Pulmonary Hypertension, Hypoxia and Sickle Cell Disease

This study has been completed.
Sponsor:
Information provided by:
National Institutes of Health Clinical Center (CC)
ClinicalTrials.gov Identifier:
NCT00495638
First received: June 30, 2007
Last updated: March 14, 2014
Last verified: January 2014
  Purpose

The study will look at the risk factors for pulmonary hypertension (high blood pressure in the lungs) in children and adolescents with sickle cell anemia (SCA) and examine the role of hypoxia (oxygen shortage) in the disease. In patients with SCA, red blood cells become sickle-shaped and tend to form clumps that get stuck in blood vessels, blocking blood flow to the limbs and organs. Blocked blood vessels can cause pain, serious infections, and organ damage. Many patients with SCA also develop pulmonary hypertension.

Children and adolescents with SCA or Chuvash polycythemia (another blood disorder that carries an increased risk for pulmonary hypertension) may be eligible for this study.

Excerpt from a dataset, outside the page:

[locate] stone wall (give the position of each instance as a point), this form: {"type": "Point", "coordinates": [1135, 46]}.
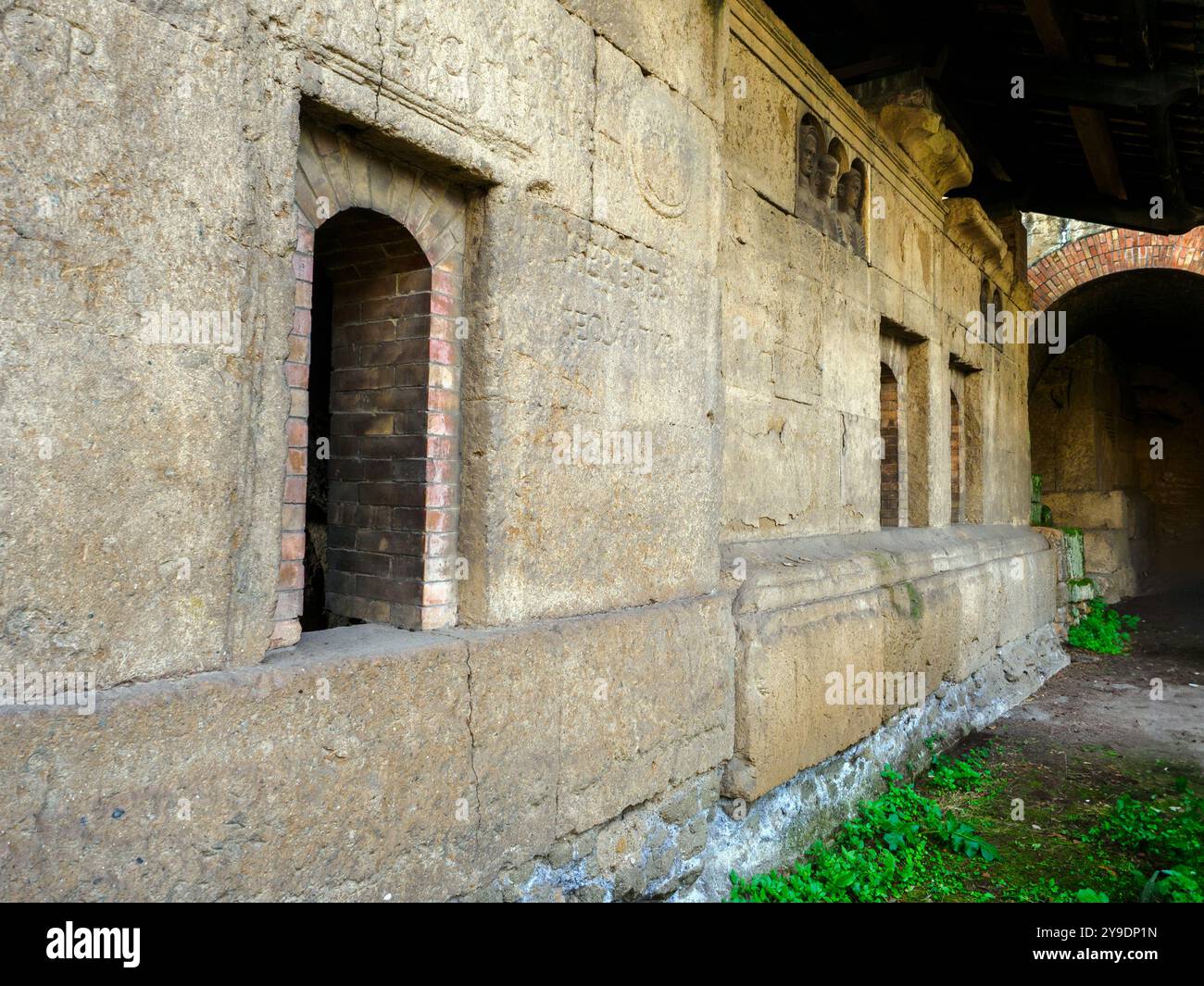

Participants undergo the following procedures at the beginning (baseline) and end of the study:

  • History, physical examination and blood tests .
  • Echocardiography (ultrasound study of heart function).
  • Transcranial doppler (brain ultrasound study to measure brain blood flow).
  • Lung function tests.
  • 6-minute walk (measure of the distance covered in 6 minutes of walking).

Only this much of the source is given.